Excellent in both quality and quantity! :thumbsup:


----------



## Antimatter (Feb 16, 2008)

John P said:


> Good work!
> 
> I managed 1-a-month this year too:
> http://www.inpayne.com/models/models_history.html


When, if ever, are you going to build your Seaview?


----------



## RSN (Jul 29, 2008)

Antimatter said:


> When, if ever, are you going to build your Seaview?


I actually got started on mine today. Got the floor and 1 wall done for the Flying Sub interior!


----------



## Antimatter (Feb 16, 2008)

John? JOHN?


----------



## Seaview (Feb 18, 2004)

RSN said:


> I actually got started on mine today. Got the floor and 1 wall done for the Flying Sub interior!


 
:thumbsup: Excellent! I look forward to seeing that, Ron! You may want to give that Evergreen Clear Sheet a try for the bow viewport on the big one, using the "window frame" nose piece. This will prevent the engine room from getting dusty in the future, and won't give the "warped" view of the interior when looking through it. :wave:


----------



## RSN (Jul 29, 2008)

Seaview said:


> :thumbsup: Excellent! I look forward to seeing that, Ron! You may want to give that Evergreen Clear Sheet a try for the bow viewport on the big one, using the "window frame" nose piece. This will prevent the engine room from getting dusty in the future, and won't give the "warped" view of the interior when looking through it. :wave:


Thanks for the tip, I will try that! I'll post some pics as I get further along, probably after the first of the year! Seaview, what is your preference, frames or no frames on the windows? I like them both, but lean more toward the 17 footer look with no frames.


----------



## Chuck Eds (Jul 20, 2009)

Check out my photos to see what the Evergreen clear looks like. I used it on the Seaview, Space Pod & Polar Lights Jupiter II. You can see inside perfectly... and like Seaview said, it keeps the dust out!

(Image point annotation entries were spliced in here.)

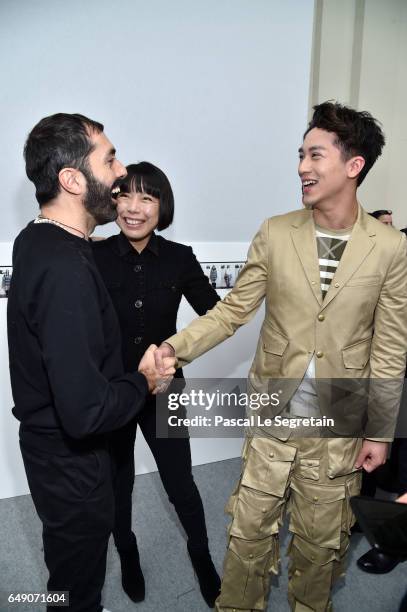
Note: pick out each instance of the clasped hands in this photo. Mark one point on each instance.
(158, 366)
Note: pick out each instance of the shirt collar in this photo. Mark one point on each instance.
(125, 246)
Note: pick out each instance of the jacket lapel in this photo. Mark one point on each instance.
(359, 246)
(303, 236)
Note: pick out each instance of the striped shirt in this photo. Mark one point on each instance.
(330, 245)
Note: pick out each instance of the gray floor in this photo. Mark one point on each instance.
(170, 583)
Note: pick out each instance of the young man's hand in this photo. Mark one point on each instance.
(372, 454)
(164, 351)
(157, 381)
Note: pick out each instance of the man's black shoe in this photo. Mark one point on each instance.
(377, 562)
(208, 578)
(132, 575)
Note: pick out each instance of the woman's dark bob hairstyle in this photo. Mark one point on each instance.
(147, 178)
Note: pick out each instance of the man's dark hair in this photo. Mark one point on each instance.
(379, 213)
(57, 142)
(147, 178)
(357, 132)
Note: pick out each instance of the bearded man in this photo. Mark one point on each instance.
(66, 371)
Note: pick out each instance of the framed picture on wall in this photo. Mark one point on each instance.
(5, 278)
(222, 274)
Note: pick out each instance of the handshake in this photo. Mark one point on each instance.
(158, 366)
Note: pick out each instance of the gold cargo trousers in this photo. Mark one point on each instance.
(313, 479)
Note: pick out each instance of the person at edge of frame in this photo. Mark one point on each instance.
(335, 285)
(146, 276)
(68, 383)
(391, 477)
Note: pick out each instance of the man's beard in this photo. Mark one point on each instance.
(98, 199)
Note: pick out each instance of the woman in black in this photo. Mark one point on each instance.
(146, 276)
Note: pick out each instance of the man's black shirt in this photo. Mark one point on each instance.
(146, 289)
(64, 340)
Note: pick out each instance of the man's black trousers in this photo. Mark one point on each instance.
(73, 495)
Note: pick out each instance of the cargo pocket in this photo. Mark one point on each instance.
(308, 469)
(310, 573)
(268, 466)
(352, 487)
(247, 573)
(257, 515)
(342, 454)
(316, 512)
(231, 503)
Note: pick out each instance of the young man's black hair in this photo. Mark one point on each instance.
(358, 133)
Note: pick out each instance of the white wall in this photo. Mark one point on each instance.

http://photos.hobbytalk.com/showphoto.php/photo/35846/ppuser/61330


----------



## RSN (Jul 29, 2008)

Chuck Eds said:


> Check out my photos to see what the Evergreen clear looks like. I used it on the Seaview, Space Pod & Polar Lights Jupiter II. You can see inside perfectly... and like Seaview said, it keeps the dust out!
> 
> http://photos.hobbytalk.com/showphoto.php/photo/35846/ppuser/61330


Thanks, that looks great, looks like that is the way I will go!!


----------



## Seaview (Feb 18, 2004)

It's your kit, so by all means make it the "17 footer". :thumbsup:


----------



## Chuck Eds (Jul 20, 2009)

RSN said:


> Thanks, that looks great, looks like that is the way I will go!!


Thanks, looking forward to see how it works for you!


----------



## Peacefield (Jan 22, 2008)

I am so jealous of what you've done to craft a better LIS robot.


----------



## Mitchellmania (Feb 14, 2002)

All wonderfully done!!


----------